General information
- Location: Matías Romero, Oaxaca, Mexico
- Platforms: 1
- Tracks: 3

History
- Opened: June 29, 1894 (originally) December 22, 2023 (reopened)

Services
| Preceding station | Tren Interoceánico |  |  | Following station |
| Matías Romero toward Salina Cruz |  | Line Z |  | Donají toward Coatzacoalcos |
Future services
| Matías Romero toward Ixtepec |  | Tehuanito North |  | Sarabia toward Ubero |

Location

= Mogoñé railway station =

Railway station

Mogoñé is a train station in San Juan Guichicovi, Oaxaca.

== History ==
The original station was built in on June 29, 1894 for the Ferrocarril Transístmico.
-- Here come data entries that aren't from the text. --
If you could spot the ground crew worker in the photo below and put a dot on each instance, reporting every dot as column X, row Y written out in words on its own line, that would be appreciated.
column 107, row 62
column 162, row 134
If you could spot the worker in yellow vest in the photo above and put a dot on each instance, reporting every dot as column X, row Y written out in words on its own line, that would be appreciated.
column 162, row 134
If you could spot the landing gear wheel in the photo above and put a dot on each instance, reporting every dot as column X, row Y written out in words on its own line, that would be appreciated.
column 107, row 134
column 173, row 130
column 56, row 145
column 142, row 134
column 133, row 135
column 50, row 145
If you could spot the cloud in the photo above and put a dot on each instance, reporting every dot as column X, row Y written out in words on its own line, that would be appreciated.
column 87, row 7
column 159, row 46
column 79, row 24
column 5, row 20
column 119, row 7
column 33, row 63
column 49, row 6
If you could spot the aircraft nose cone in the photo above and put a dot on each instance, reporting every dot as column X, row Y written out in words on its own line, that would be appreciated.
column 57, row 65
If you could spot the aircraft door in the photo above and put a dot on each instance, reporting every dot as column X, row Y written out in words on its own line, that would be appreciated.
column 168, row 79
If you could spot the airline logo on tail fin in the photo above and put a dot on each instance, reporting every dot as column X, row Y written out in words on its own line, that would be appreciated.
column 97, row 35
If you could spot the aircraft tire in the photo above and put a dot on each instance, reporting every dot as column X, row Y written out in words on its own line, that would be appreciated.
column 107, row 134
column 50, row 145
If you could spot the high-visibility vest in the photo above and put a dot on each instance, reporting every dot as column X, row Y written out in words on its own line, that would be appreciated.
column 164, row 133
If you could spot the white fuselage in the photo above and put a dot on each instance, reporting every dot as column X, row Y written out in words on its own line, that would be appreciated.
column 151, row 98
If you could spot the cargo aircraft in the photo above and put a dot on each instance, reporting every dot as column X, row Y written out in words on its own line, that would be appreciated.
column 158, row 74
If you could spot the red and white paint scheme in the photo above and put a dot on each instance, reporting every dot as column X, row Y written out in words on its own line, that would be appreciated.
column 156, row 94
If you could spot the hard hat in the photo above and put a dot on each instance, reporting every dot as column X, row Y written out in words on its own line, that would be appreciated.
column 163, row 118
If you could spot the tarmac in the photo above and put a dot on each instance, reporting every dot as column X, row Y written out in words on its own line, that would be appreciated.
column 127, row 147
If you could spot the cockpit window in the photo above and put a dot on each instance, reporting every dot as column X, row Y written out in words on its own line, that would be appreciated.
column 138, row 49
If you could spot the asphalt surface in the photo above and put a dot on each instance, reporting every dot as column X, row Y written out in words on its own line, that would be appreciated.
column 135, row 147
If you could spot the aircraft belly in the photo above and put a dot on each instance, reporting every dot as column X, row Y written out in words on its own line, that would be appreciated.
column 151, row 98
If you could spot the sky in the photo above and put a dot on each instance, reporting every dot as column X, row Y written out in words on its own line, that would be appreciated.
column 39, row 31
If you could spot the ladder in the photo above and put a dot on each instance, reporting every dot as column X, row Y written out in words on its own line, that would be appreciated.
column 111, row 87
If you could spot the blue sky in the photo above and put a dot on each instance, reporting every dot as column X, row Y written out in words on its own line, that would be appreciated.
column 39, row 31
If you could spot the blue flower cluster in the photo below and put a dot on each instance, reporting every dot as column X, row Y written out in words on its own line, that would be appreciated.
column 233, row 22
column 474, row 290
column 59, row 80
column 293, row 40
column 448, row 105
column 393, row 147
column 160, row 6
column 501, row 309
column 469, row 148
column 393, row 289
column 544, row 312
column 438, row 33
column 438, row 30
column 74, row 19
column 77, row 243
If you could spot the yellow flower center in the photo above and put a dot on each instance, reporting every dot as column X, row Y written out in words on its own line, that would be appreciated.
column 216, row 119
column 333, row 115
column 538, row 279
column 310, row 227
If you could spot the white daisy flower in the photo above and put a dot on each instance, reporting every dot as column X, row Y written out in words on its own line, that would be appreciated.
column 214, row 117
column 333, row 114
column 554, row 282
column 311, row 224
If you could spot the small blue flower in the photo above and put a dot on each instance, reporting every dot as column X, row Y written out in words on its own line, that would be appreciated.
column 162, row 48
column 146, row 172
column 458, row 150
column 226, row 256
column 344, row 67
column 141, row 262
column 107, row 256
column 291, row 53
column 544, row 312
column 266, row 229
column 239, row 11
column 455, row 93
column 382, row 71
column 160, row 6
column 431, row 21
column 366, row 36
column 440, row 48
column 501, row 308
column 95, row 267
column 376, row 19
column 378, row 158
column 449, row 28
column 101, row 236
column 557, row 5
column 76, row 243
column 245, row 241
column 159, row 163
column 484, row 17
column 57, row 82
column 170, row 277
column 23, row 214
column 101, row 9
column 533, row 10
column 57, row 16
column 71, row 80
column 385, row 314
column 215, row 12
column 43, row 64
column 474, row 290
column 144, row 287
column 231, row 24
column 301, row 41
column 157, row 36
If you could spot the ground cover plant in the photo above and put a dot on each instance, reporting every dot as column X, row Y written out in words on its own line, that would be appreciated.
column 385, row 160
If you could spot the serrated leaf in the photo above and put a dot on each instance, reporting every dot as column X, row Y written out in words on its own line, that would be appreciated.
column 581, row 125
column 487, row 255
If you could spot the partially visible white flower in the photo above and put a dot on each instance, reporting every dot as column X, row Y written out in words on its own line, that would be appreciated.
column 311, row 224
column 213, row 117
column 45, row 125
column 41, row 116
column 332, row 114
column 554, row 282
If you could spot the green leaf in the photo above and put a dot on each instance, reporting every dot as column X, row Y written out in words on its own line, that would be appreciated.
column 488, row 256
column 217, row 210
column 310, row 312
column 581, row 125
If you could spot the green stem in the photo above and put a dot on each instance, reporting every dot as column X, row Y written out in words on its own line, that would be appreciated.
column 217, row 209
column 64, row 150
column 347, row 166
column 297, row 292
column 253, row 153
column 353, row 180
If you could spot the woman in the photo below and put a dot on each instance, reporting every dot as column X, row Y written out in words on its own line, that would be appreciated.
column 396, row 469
Passenger trains would use this station from then until late into the 20th century.

On August 29, 2023, after 25 years without the railroad passing through the station, an EMD SD70M owned by the Mexican government passed through the station for the first tests of the locomotives on the rehabilitated track. The line would then be reopened on December 22 that same year, although the station itself is still incomplete. Despite being incomplete, on December 22, Raymundo Morales Ángeles, the director of the Interoceanic Corridor of the Isthmus of Tehuantepec, announced that the Mogoñé station is reopened.